Patients in the trial were reflective of early- to mid-stage MS, with EDSS scores of 0 to 5.5, a recent history of relapses, and from one to 15 gadolinium-enhancing T1 lesions at screening.
Not only were both glatiramer acetate versions highly similar to each other in efficacy and safety outcomes, but they were both more effective than placebo in terms of lesion counts at months 7 to 9 and in other MRI measures -- a further confirmation that the glatiramer acetate products were working as expected.
On the other hand, annualized relapse rates were nearly identical in the Copaxone and placebo arms, at 0.41 and 0.39, respectively (versus 0.31 for the generic product).
Session co-moderator Giancarlo Comi, MD, of the Università Vita-Salute San Raffaele in Milan, called attention to this finding, for which Cohen said he had no good explanation.
Safety profiles of both active products were also similar to that seen previously with Copaxone, with injection-site reactions typical of the agent that were not seen with placebo.
Ludwig Kappos, MD, of University Hospital Basel in Switzerland, who was not involved with the study, commented that the exclusion of patients without gadolinium-enhancing lesions at baseline was a significant limitation of the study.
Cohen said the open-label phase of the trial was not yet completed, with results expected next year. Fuller data on the products' immunogenicity should be available then as well.
Sativex Helps MS Spasticity in Objective Tests
An objectively measured sign of spasticity in multiple sclerosis (MS) patients was relieved with Sativex, the oromucosal cannabinoid spray, in a small randomized trial.
Mean scores on the modified Ashworth scale, which measures resistance to muscular stretching, for lower limb spasticity improved by 18.2% (SD 33.7%) in patients treated with Sativex for 4 weeks, compared with a 6.7% improvement (SD 26.6%) in patients using a placebo spray (P=0.029 for the between-group difference), according to Letizia Leocani, MD, PhD, of University Hospital San Raffaele in Milan.
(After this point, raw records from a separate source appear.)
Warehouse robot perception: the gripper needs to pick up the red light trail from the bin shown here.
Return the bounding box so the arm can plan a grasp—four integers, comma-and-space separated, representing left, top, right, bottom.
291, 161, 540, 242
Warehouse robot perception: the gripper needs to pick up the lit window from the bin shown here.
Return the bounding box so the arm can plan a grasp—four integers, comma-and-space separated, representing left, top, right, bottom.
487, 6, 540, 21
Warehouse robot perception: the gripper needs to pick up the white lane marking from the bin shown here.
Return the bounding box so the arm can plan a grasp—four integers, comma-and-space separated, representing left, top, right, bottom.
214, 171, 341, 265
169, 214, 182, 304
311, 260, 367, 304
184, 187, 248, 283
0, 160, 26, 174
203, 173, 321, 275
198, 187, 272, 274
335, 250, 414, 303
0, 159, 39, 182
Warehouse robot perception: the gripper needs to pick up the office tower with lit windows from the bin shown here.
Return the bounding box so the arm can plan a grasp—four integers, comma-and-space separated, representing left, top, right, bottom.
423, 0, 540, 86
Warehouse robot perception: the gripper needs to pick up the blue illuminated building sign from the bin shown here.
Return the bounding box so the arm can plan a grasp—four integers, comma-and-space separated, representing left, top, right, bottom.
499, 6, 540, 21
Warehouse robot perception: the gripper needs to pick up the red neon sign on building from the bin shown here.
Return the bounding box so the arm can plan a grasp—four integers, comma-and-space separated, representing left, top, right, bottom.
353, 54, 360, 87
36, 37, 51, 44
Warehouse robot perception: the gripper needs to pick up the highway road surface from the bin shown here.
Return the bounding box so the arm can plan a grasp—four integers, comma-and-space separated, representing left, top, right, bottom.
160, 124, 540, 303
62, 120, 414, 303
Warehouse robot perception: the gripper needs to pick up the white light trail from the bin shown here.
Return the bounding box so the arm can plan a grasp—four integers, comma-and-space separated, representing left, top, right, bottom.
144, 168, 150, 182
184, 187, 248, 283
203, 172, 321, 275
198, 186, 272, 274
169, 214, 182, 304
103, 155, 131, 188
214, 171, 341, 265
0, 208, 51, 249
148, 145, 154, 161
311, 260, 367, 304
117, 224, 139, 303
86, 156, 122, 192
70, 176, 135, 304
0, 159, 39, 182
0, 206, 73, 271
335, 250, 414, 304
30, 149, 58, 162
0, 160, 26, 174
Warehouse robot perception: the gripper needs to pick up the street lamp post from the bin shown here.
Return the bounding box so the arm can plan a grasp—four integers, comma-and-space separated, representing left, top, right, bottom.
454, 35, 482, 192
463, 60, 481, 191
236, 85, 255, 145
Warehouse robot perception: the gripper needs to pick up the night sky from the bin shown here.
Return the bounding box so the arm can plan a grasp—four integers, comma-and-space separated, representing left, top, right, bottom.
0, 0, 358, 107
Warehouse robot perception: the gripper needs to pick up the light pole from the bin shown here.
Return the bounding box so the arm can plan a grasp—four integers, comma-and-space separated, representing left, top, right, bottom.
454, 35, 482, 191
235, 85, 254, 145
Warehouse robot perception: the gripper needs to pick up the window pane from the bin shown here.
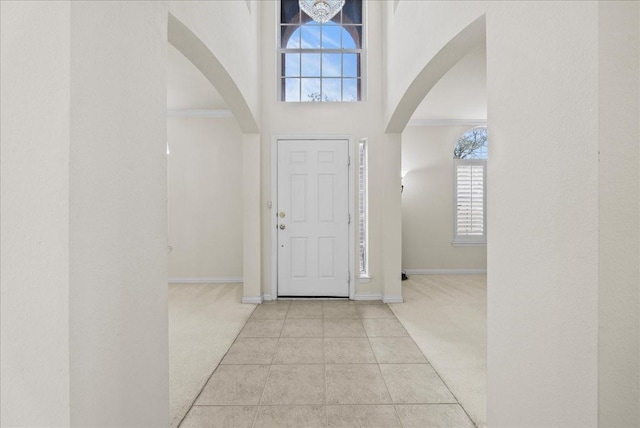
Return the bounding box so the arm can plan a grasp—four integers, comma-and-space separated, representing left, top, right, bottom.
322, 79, 342, 101
280, 0, 300, 24
282, 79, 300, 101
342, 25, 362, 49
282, 54, 300, 77
322, 54, 342, 77
300, 22, 320, 49
342, 0, 362, 24
300, 79, 322, 101
322, 23, 342, 49
280, 25, 300, 49
342, 54, 360, 77
342, 79, 360, 101
302, 54, 320, 77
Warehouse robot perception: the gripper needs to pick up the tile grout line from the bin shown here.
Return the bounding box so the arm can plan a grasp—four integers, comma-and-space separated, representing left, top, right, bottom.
320, 303, 329, 427
362, 303, 403, 428
176, 305, 259, 428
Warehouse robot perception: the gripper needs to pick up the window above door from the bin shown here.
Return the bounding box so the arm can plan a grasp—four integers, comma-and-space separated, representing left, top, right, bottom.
278, 0, 364, 102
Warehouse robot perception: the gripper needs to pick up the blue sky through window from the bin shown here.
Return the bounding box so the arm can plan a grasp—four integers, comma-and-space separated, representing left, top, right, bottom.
281, 13, 362, 102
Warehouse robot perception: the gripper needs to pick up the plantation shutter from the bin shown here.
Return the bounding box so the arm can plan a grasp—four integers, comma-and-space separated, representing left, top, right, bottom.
456, 159, 486, 241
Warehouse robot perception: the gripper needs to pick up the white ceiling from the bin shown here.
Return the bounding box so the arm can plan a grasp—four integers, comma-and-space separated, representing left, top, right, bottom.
167, 40, 487, 121
411, 45, 487, 121
167, 43, 227, 110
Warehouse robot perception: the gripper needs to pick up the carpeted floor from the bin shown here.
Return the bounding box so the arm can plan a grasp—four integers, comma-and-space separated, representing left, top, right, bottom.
389, 275, 487, 427
169, 284, 256, 427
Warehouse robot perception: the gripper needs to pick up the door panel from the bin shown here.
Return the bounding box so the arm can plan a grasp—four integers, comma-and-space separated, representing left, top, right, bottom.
277, 140, 349, 297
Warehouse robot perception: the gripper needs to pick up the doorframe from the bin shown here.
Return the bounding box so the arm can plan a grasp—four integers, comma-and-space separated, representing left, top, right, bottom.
272, 134, 357, 300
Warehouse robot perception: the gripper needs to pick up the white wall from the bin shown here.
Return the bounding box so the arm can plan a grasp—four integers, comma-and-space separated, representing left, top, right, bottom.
386, 1, 640, 426
487, 2, 598, 427
69, 1, 169, 426
0, 2, 71, 427
402, 126, 491, 270
383, 0, 489, 125
1, 2, 168, 426
598, 2, 640, 427
167, 117, 243, 280
169, 1, 262, 123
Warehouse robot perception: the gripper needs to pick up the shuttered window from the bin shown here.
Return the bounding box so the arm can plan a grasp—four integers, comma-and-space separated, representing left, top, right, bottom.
453, 127, 487, 245
454, 159, 486, 243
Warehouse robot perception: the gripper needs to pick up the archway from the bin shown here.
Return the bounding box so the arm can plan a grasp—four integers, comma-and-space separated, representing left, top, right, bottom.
386, 15, 486, 424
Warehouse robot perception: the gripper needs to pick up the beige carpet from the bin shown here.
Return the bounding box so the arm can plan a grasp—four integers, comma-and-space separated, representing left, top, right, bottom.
389, 275, 487, 427
169, 284, 256, 427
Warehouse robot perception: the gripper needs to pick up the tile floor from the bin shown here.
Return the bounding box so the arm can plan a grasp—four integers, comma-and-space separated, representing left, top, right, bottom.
180, 301, 474, 428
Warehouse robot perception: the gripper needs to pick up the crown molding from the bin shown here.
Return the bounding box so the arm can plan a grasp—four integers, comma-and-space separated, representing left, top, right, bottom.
167, 109, 233, 117
407, 119, 487, 126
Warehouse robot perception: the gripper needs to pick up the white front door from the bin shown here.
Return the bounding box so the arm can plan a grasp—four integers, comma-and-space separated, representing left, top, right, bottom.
276, 140, 350, 297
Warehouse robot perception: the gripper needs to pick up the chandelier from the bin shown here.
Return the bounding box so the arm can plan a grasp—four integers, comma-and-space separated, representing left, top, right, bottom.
299, 0, 345, 24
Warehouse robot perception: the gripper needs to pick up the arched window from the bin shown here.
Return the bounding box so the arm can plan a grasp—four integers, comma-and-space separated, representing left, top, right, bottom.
279, 0, 363, 102
453, 127, 487, 245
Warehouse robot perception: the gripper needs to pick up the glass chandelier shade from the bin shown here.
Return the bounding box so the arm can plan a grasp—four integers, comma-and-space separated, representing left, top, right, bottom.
299, 0, 345, 24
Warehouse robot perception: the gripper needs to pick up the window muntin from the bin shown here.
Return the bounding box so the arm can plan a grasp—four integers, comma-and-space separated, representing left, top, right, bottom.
358, 139, 369, 278
453, 128, 487, 244
279, 0, 363, 102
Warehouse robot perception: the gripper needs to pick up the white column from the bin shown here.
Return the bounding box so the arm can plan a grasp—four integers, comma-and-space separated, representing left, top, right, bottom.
382, 134, 402, 303
68, 1, 169, 427
598, 2, 640, 427
242, 134, 262, 303
487, 2, 598, 428
0, 1, 70, 427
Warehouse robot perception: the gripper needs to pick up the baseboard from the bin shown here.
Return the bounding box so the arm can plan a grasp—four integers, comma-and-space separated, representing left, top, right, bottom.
404, 269, 487, 275
382, 296, 404, 303
169, 277, 242, 284
353, 293, 382, 300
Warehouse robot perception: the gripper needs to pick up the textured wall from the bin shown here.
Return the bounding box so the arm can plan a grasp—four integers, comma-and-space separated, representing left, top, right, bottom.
598, 2, 640, 427
487, 2, 598, 427
67, 1, 169, 426
0, 2, 70, 427
167, 118, 243, 279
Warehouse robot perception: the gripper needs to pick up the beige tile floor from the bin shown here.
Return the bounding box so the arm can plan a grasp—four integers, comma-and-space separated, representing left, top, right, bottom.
180, 301, 474, 428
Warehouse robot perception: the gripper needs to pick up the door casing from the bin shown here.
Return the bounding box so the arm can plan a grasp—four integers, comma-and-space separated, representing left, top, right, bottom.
270, 135, 358, 300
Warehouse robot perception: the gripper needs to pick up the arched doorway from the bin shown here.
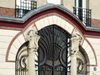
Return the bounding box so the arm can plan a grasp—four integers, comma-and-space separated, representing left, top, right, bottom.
37, 25, 71, 75
15, 25, 87, 75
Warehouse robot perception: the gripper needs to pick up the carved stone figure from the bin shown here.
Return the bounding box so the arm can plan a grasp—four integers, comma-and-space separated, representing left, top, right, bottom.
27, 30, 40, 52
71, 33, 82, 54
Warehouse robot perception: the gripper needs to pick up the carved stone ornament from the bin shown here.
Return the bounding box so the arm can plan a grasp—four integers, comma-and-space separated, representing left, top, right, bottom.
71, 33, 82, 55
27, 26, 40, 52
Previous studies had shown that Sativex, which combines tetrahydrocannabinol and cannabidiol in equal parts, improved MS patients' self-reported symptoms of spasticity. But a systematic review and practice guideline released earlier this year by the American Academy of Neurology indicated that the product is "probably ineffective" for objective spasticity measures.
Hence, the current study presented at ECTRIMS-ACTRIMS provides new support for Sativex as a useful treatment for MS spasticity, an important manifestation that contributes to disability.
It randomized 43 patients to a 2-week titration period followed by 2 weeks of treatment at stable doses with either placebo or Sativex. Following a 2-week washout period, patients then crossed over to a second 4-week cycle with the other treatment.
Exclusion criteria were other medical or psychiatric illnesses that might interfere with treatment or symptomatology, contraindications to transcranial magnetic stimulation, or THC urine test results indicating previous cannabis use.
Patients must have had progressive MS for at least 1 year and modified Ashworth scores at screening of greater than 1 in at least one limb.
Mean patient age in the study was 48 (SD 7) and mean score on the Expanded Disability Status Scale was 5.7 (SD 0.9, range 3.5 to 6.5).
In addition to modified Ashworth score, patients were evaluated with timed 10-meter walks and neurophysiological measures including motor evoked potentials, intracortical inhibition/facilitation, and the so-called H/M ratio (maximal Hoffmann reflex versus the maximal motor response of the soleus muscle).